The Korean Society of Marine Engineering
[ Original Paper ]
Journal of the Korean Society of Marine Engineering - Vol. 40, No. 8, pp.726-732
ISSN: 2234-7925 (Print) 2234-8352 (Online)
Print publication date Oct 2016
Received 26 Sep 2016 Revised 10 Oct 2016 Accepted 17 Oct 2016
DOI: https://doi.org/10.5916/jkosme.2016.40.8.726

Performance evaluation of principal component analysis for clustering problems

Jae-Hwan Kim ; Tae-Min Yang1 ; Jung-Tae Kim2
1Department of Data Information, Korea Maritime and Ocean University, Tel: 051-410-4775 canada0704@naver.com
2Department of Data Information, Korea Maritime and Ocean University, Tel: 051-410-4884 jt0998@gmail.com

Correspondence to: Department of Data Information, Korea Maritime and Ocean University, 727, Taejong-ro, Yeongdo-gu, Busan 49112, Korea, E-mail: jhkim@kmou.ac.kr, Tel: 051-410-4374

Copyright © The Korean Society of Marine Engineering
This is an Open Access article distributed under the terms of the Creative Commons Attribution Non-Commercial License (http://creativecommons.org/licenses/by-nc/3.0), which permits unrestricted non-commercial use, distribution, and reproduction in any medium, provided the original work is properly cited.

Abstract

Clustering analysis is widely used in data mining to classify data into categories on the basis of their similarity. Through the decades, many clustering techniques have been developed, including hierarchical and non-hierarchical algorithms. In gene profiling problems, because of the large number of genes and the complexity of biological networks, dimensionality reduction techniques are critical exploratory tools for clustering analysis of gene expression data. Recently, clustering analysis of applying dimensionality reduction techniques was also proposed. PCA (principal component analysis) is a popular methd of dimensionality reduction techniques for clustering problems. However, previous studies analyzed the performance of PCA for only full data sets. In this paper, to specifically and robustly evaluate the performance of PCA for clustering analysis, we exploit an improved FCBF (fast correlation-based filter) of feature selection methods for supervised clustering data sets, and employ two well-known clustering algorithms: k-means and k-medoids.

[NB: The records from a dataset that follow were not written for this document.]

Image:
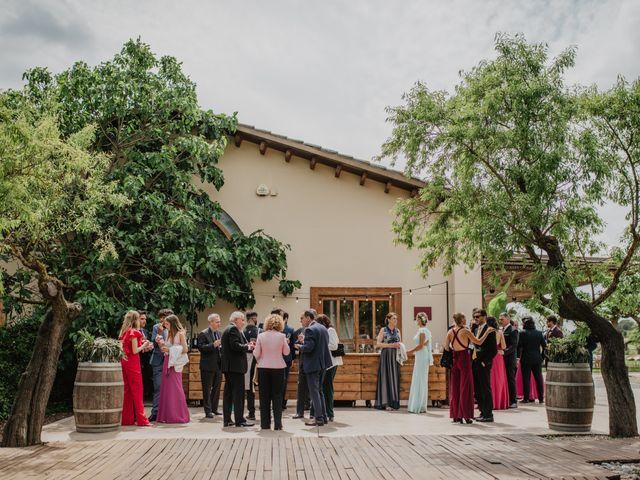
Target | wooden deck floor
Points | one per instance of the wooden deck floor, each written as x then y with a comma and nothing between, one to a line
367,457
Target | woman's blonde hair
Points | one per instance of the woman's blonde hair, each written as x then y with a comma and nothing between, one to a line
131,320
274,322
458,318
423,318
174,326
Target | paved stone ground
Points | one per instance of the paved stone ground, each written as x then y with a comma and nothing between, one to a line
526,419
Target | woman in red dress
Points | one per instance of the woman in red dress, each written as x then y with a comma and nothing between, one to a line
132,344
499,386
461,391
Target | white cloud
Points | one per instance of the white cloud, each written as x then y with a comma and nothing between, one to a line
318,71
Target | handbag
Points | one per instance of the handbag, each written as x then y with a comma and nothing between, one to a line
338,352
446,360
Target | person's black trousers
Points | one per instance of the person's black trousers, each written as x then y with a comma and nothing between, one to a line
210,390
302,397
315,381
286,380
147,375
233,396
482,380
271,384
251,395
511,365
527,370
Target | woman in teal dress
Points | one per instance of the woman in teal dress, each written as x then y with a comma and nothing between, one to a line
419,392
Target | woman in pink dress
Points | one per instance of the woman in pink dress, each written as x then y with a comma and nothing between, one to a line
499,386
172,406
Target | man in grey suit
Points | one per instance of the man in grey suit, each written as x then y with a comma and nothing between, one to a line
313,345
157,359
209,341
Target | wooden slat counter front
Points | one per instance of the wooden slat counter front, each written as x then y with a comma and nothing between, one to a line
355,380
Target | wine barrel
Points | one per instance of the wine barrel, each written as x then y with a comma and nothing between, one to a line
97,397
569,397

Computational results from supervised data sets show that the performance of PCA is very poor for large-scale features.

Keywords:

Clustering algorithm, Dimensionality reduction, PCA, Feature selection

1. Introduction

Clustering analysis is widely used in data mining to classify data into categories on the basis of their similarity. It is the formal study of methods and algorithms for the natural grouping, or clustering, of objects according to measured or perceived intrinsic characteristics or similarities. Clustering methods are especially useful for exploring interrelationships among neighbors. Applications range broadly from pattern recognition to microarrays, multimedia, bibliometrics, bioinfomatics, and gene profiling.

Clustering algorithms can be classified into two general categories: hierarchical and non-hierarchical methods. Hierarchical methods classify the original data into similar categories without predetermining the number of clusters. Several hierarchical methods have been developed : linkage methods [1], Ward’s method [2], DIANA algorithm [3], and DPC (density peaks clustering) [4] algorithm, etc. Linkage methods include single, complete, and average or centroid linkage. For example, the single linkage method is to connect the nearest neighbor by Euclidean distance. In contrast to the single linkage, complete linkage method is to cluster the farthest neighbor. Rodriguez et al. [4] proposed an efficient DPC algorithm that cluster centers are characterized by a higher density than their neighbors.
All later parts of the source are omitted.